The event was very well attended this year and there was quite a bit of interest in our booth by both the Air National Guard and the Air Force. In addition, we had quite a few security consultants and various civilian agencies and local governments. The common reaction to the security offered by our Campus Fabric was nothing short of amazement. While most of the attendees were not red team penetration testers, many came by the booth to see how the technology works and perhaps get a little insight into exactly what the bad guys attempt to do as they infiltrate a network and its resident systems. We did have a few attempts and I am happy to say that none were successful. Again, it’s great to see penetration testers scratching their head. I even had one tester that came up and I described the technology to him and gave him a demonstration. When he mentioned that he was a red teamer I offered him the console. His reply was “Why? I would only retrace your steps with the tools you have. Clearly this stuff is solid!”.
Others were a little more dubious and they sat down and tried with their own machines. No one went further than ten minutes at the console before either giving up or coming back to ask questions. Once again, no one was successful in gaining any access or information to the targets listed. These included a small video surveillance deployment and movie distribution via IP multicast as well as the switches themselves and Extreme Management Center (XMC)! Each of the services were in their own dedicated Virtual Service Networks which included both L2 and L3 VSN’s. There also were no firewalls in the topology other than an Internet gateway for the participants VSN. While we had the capability, we did not use any route policies or access control lists in the configuration either.

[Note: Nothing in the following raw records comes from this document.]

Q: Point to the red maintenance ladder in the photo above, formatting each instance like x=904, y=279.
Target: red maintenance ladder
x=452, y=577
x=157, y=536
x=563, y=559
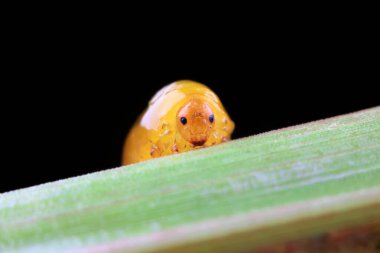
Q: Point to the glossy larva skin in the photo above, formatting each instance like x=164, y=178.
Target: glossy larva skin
x=162, y=130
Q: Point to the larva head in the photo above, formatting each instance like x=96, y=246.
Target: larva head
x=195, y=121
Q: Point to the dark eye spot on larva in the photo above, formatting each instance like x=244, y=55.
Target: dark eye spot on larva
x=183, y=120
x=211, y=118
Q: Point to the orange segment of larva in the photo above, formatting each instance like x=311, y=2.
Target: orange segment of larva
x=182, y=116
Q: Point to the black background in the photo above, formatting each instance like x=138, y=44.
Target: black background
x=72, y=98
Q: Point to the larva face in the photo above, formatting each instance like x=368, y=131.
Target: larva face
x=195, y=121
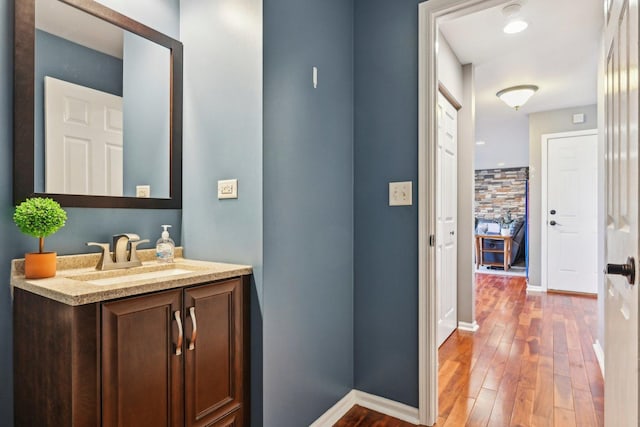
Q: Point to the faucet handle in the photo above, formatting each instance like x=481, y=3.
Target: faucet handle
x=133, y=253
x=132, y=237
x=105, y=256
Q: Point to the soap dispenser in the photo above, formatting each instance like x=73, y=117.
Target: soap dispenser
x=165, y=246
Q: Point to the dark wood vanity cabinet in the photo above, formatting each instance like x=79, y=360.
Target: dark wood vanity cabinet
x=170, y=358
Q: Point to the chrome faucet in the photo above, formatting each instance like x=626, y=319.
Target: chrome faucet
x=120, y=257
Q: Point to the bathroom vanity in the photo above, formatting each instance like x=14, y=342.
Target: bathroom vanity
x=156, y=345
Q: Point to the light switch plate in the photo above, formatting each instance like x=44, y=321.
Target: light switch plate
x=228, y=189
x=400, y=193
x=143, y=191
x=578, y=118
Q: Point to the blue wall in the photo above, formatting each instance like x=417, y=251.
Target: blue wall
x=71, y=62
x=223, y=140
x=386, y=238
x=83, y=224
x=146, y=84
x=308, y=209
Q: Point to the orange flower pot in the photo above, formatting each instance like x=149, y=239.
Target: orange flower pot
x=39, y=265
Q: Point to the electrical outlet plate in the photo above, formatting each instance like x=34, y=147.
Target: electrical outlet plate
x=228, y=189
x=400, y=193
x=143, y=191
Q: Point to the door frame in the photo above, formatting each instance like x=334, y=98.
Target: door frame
x=544, y=143
x=429, y=12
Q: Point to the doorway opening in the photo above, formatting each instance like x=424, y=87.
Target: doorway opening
x=432, y=15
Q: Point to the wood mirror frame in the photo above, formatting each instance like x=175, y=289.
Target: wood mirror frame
x=23, y=104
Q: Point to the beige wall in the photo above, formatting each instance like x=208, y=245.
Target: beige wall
x=449, y=69
x=540, y=124
x=466, y=195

We showed this several times to attendees who thought that we somehow had something ‘behind the scenes’ going on. They soon saw for themselves that it was Fabric Connect, pure and simple.
Both John and Rich were ‘in their element’ as they worked the booth along side me and even in some instances stole the show! Fantastic resiliency demos and some great demos of XMC as well. I also cannot forget Brenda who kept us ADD folk on task and even facilitated some of the evening events. During which we had time to have some good informal chats about the event and about us as Extreme Networks.
Apparently, the concept of not using an IP underlay was unique (as we in house already know) to the attendees at large and we sometimes needed to take time to explain how the technology could accomplish its task without the use of IP routing. Of course, certain individuals with the Air National Guard, who has been running the technology at various bases were happy to offer accolades to the solution. Everyone, particularly the security consultants were highly intrigued and saw for themselves the value that this networking technology can do to enhance the security posture of an organization or enterprise.
To close, it was a great event and I am already looking forward to next year! I always walk away refreshed in knowing that we have great people both in our military as well as it’s supporting industries. One of the more memorable statements by one of the attendees was “Wow! No one else here at this event is putting their technology up as a target. As a matter of fact, I’ve never seen anyone do this outside of Defcon. Obviously, you guys are really confident in this technology.”
I smiled and replied, “We have confidence because we know”.